This 1989 novel written by William Shatner (with Ghost Writer Ron Goulart) is set in the 22nd Century. Former Cop Jake Cardigan is released early after being wrongfully convicted on corruption charges. In the future, criminals sent to prison are put into suspended animation.
In the four and a half years he’s been incarcerated, his wife has divorced him and left him an empty apartment. Cardigan finds out the reason he was released was because the private investigation firm that his old partner worked for wants to hire him to find a missing scientist and the scientist’s daughter in Mexico, where Cardigan’s ex-lover Warbride has become a powerful rebel leader.
What Tekwar does really well is worldbuilding. It spends a great deal of the book establishing a realistic and intricately designed world for Greater Los Angeles and Mexico.
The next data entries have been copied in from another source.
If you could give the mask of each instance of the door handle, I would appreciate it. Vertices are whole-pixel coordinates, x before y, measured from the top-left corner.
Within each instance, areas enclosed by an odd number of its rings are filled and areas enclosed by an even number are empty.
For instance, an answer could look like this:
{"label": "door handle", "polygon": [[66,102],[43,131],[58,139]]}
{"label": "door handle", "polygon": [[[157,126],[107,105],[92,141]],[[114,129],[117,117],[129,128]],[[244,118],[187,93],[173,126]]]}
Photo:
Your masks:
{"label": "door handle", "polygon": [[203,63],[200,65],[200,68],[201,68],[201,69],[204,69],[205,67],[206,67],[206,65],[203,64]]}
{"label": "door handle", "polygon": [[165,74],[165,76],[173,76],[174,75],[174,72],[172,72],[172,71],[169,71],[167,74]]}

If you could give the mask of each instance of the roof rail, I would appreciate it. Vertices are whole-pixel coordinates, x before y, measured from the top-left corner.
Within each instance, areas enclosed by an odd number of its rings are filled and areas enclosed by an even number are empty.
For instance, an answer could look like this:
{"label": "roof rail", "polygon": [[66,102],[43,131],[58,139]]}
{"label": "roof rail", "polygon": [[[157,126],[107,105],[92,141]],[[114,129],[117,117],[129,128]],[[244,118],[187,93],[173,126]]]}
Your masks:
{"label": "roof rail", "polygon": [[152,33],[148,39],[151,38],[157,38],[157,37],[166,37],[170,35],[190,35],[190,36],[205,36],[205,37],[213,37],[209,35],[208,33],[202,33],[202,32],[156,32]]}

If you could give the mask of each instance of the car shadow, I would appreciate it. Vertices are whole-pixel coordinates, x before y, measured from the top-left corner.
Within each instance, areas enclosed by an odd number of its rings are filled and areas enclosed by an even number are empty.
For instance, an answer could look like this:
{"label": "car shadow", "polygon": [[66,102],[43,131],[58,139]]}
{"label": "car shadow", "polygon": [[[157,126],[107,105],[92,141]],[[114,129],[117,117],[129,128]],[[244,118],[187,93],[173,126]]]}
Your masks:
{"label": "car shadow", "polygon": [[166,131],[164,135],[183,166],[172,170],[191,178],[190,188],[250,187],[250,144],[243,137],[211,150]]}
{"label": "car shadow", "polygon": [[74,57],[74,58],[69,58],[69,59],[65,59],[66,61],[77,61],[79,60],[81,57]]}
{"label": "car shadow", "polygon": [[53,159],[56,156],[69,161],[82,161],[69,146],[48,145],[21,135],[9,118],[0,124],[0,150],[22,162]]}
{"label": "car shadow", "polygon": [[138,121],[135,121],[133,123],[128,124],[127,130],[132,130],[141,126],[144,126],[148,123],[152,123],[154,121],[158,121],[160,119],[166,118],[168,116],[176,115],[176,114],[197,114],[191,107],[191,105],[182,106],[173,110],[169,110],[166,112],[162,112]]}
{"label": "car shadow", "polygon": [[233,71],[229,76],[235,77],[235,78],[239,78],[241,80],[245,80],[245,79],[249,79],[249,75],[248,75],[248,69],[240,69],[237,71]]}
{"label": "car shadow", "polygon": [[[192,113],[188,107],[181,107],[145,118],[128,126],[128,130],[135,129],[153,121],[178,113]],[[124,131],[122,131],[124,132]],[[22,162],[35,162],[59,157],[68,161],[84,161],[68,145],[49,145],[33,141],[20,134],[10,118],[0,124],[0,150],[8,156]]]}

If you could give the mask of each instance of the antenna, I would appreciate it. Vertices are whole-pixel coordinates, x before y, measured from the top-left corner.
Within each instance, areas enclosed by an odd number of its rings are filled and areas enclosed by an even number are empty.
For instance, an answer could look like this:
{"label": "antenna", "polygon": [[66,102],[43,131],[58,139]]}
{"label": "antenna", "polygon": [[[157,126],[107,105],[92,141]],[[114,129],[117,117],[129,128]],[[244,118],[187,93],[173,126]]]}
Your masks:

It manages to create a solid hybrid world of a detective story set in a world with cyborgs and androids.
One of the interesting concepts was that he meets an android duplicate of the scientist’s daughter who has all of her memories and acts like her, so he starts to fall for the daughter before he meets her. I did wonder about the rationale for the criminal justice system freezing offenders. It gives up on rehabilitation and appears to be a cost-cutting measure that instead just prevents them from learning to be better criminals while in prison. Also, I had to chuckle that some technologies in the book harken back to that symbol of late 1980s cutting edge technology–the fax machine.
The only characters who grabbed my interest were the daughter’s android duplicate and Warbride. Beyond that, the best you could say for the rest of the characters is that they avoided being annoying (with the exception of one character whose role was relatively small.)
The story’s pacing is off. This is a full-length novel with enough story to fill a good novella or an hour-long TV episode. For the length, I expected a mystery and resolution that was a lot more satisfying than what I got. The dialogue is functional, workmanlike, and occasionally dull.
Overall, Tekwar is a bit frustrating. The world has so many good ideas, so many intriguing possibilities as to what could be done, but ultimately fails to deliver a story that falls far short of its intriguing concept. Still, Shatner’s storyworld has great potential, if he hired the right ghostwriter to revise it.